The phone calls are being placed to both cell phones and landlines from representatives claiming to be with the Internal Revenue Service. Shockingly, innocent people are being accused of committing fraud or having unpaid balances that will land them in jail.
However, one such phone call was foolishly made to Kyle Roder, a police officer with the Eau Claire Police Department in Wisconsin.
Officer Roder was listening to his voicemail when he was taken aback by one particular message. It was accompanied by an unknown number and left by a man who said he worked for the IRS. The man threatened to arrest the officer if he didn't call him back immediately.
The officer guessed it was a scam, so he called the man back, recording the entire exchange. Officer Roder asked the man if he was with the IRS and said he'd received the message to return the man's call, that he had been accused of "fraud or something."
The man purportedly representing the IRS confirmed he was with the agency and requested a case number. Officer Roder said he was never provided with one, so the man said he could look it up if Officer Roder provided him with his address. But Officer Roder threw a wrench in the man's spiel.
"But you said you're going to issue a warrant for me and come to my house. If you don't have my address, how are you going to do that?"
Facebook/ Eau Claire PD
Then Officer Roder asked how much time he had until he would be arrested. The man mumbled that he would be arrested after their "working hours are over." Officer Roder asked if he could simply make a payment at his local IRS office. The man weaseled his way through that question with an intriguing answer.
"I'm really sorry to say, but your local office doesn't have your case file anymore. Your case file has been handed to us, because you're being investigated by our department."
Officer Roder then requested the man's name and badge number, and posed a big question. He asked how he could know whether or not this was a scam, since he'd seen on the news that the IRS wouldn't actually call him, but instead would send a letter. The supposed IRS representative had an answer ready.
"In some emergency cases, we do make phone calls so that we can contact the taxpayer."
Facebook/Eau Claire PD
However, Detective Don Henning with the Eau Claire County Sheriff's office pointed out that his office, which issues warrants, has never handled such a request from the IRS.
"The sheriff's office does not receive information from the IRS or warrants for citizens based on phone calls like this. This is truly a scam."

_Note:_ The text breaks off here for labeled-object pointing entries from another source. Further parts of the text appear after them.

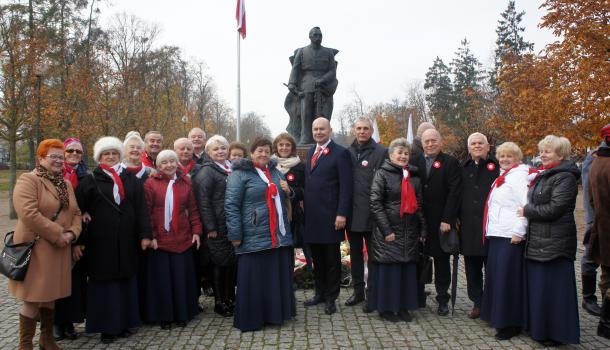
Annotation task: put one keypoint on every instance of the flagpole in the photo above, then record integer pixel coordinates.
(238, 136)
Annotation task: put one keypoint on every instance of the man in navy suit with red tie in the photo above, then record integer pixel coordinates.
(328, 202)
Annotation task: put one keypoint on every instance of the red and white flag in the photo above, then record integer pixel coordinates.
(240, 16)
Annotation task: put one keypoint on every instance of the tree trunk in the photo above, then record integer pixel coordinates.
(12, 144)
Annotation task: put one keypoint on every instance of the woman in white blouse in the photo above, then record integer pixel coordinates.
(504, 232)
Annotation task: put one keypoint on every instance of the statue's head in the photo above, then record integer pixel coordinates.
(315, 35)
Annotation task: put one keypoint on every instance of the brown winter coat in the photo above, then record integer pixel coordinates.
(36, 201)
(599, 197)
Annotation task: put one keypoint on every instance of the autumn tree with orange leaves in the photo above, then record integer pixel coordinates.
(565, 90)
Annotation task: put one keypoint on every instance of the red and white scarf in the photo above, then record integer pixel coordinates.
(226, 166)
(274, 205)
(408, 201)
(171, 207)
(499, 181)
(186, 169)
(118, 192)
(70, 174)
(534, 174)
(138, 171)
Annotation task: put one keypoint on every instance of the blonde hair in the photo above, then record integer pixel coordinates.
(509, 147)
(560, 145)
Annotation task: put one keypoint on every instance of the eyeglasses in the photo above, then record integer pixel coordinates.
(56, 157)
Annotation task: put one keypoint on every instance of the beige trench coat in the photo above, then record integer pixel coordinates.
(49, 274)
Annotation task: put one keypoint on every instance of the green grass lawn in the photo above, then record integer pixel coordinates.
(4, 174)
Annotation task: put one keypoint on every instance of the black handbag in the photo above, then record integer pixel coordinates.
(15, 258)
(424, 266)
(450, 242)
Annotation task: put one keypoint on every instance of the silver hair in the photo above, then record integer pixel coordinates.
(476, 134)
(216, 139)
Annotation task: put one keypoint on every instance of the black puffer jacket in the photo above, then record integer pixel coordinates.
(551, 200)
(385, 209)
(366, 159)
(209, 185)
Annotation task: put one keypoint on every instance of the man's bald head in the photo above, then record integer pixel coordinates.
(432, 142)
(423, 127)
(321, 130)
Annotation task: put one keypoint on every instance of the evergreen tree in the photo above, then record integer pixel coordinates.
(440, 93)
(466, 70)
(510, 40)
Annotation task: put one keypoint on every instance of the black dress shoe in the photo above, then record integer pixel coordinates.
(365, 307)
(405, 316)
(443, 309)
(389, 316)
(355, 299)
(507, 333)
(591, 307)
(330, 308)
(107, 338)
(223, 310)
(317, 299)
(59, 332)
(125, 333)
(70, 332)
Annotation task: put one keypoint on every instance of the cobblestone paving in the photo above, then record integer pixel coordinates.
(349, 328)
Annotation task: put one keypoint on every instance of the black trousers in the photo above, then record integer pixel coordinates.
(474, 266)
(326, 270)
(357, 257)
(442, 277)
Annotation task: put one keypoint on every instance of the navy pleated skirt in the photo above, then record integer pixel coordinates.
(392, 287)
(112, 306)
(264, 289)
(72, 309)
(170, 287)
(503, 301)
(552, 307)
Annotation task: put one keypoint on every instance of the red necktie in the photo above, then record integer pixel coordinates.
(314, 159)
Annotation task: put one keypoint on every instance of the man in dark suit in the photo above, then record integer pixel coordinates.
(367, 157)
(328, 197)
(478, 173)
(441, 193)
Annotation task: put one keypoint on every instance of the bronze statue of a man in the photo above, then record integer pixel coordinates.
(312, 83)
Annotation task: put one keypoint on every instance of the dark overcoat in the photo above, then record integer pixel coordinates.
(210, 184)
(599, 197)
(386, 192)
(328, 194)
(366, 159)
(296, 181)
(112, 238)
(551, 199)
(476, 183)
(441, 192)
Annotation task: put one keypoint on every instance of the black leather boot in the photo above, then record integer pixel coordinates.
(589, 300)
(603, 329)
(356, 298)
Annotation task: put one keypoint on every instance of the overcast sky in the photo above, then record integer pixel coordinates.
(384, 45)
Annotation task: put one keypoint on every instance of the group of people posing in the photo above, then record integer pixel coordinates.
(137, 239)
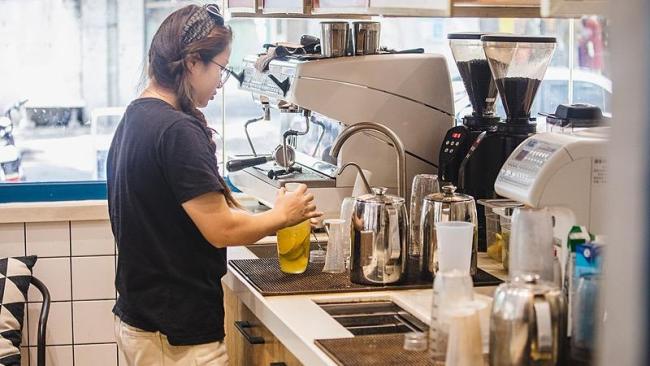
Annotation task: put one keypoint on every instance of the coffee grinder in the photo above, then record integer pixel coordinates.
(475, 72)
(518, 65)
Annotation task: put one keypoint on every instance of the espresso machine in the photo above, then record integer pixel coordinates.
(517, 64)
(408, 93)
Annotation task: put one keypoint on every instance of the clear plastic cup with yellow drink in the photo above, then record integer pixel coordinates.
(293, 247)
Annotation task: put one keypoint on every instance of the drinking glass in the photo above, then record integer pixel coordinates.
(335, 257)
(293, 247)
(423, 185)
(531, 243)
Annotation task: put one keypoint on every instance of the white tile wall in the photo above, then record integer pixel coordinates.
(55, 274)
(59, 323)
(95, 355)
(93, 321)
(93, 278)
(91, 238)
(48, 239)
(54, 356)
(76, 262)
(12, 240)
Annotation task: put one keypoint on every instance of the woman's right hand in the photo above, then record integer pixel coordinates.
(297, 206)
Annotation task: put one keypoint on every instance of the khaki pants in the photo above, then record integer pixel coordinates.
(142, 348)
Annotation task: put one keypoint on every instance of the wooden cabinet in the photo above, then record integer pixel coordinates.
(254, 344)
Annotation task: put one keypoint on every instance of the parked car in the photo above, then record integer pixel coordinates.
(103, 122)
(588, 87)
(60, 113)
(11, 169)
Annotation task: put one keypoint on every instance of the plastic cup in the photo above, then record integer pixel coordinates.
(464, 345)
(454, 239)
(293, 247)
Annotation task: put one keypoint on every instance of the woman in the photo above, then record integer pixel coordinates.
(171, 212)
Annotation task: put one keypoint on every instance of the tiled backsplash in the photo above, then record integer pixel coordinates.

Sadly, this is a common scam carried out by fake IRS agents and other false government representatives. The Federal Trade Commission's Consumer Sentinel project, which tracks consumer complaints, logged three million such complaints last year. IRS Commissioner John Koskinen confirmed that the telephone scam has spread across the country. He urges people to "not be deceived by these threatening phone calls."
"We have formal processes in place for people with tax issues. The IRS respects taxpayer rights, and these angry, shake-down calls are not how we do business."
John reminded people of the five things scammers will do, but the IRS will not. They are tell-tale signs of a scam, he said. The IRS will never:
--Call and demand immediate payment or call about any taxes owed without having mailed a bill first.
--Demand that a person pay taxes without giving that person the opportunity to question or appeal the amount he or she supposedly owes.
--Require a taxpayer to use a specific payment to remedy an outstanding balance, such as a prepaid debit card.
--Request credit card or debit card numbers via phone.
--Threaten a taxpayer with legal action taken by law enforcement, specifically having someone arrested for not paying a balance.
Instead, John said if taxpayers receive such a call, they can contact the IRS to discover if they do indeed have a balance. If a person doesn't owe taxes or doesn't believe he or she does, then the phone call needs to be reported to the Treasury Inspector General for Tax Administration. Also, the IRS doesn't seek reparation via email either.
Here is footage from Officer Roder's phone call with the supposed IRS agent.
So far, more than 13 million people have watched Officer Roder's video and more than 238,000 people have shared it, which was his goal--to help spread the word about this scam. He recommended that no one banter with a scammer like he did, as he is a "trained professional." Heed his advice and be cautious if you receive any such phone call yourself.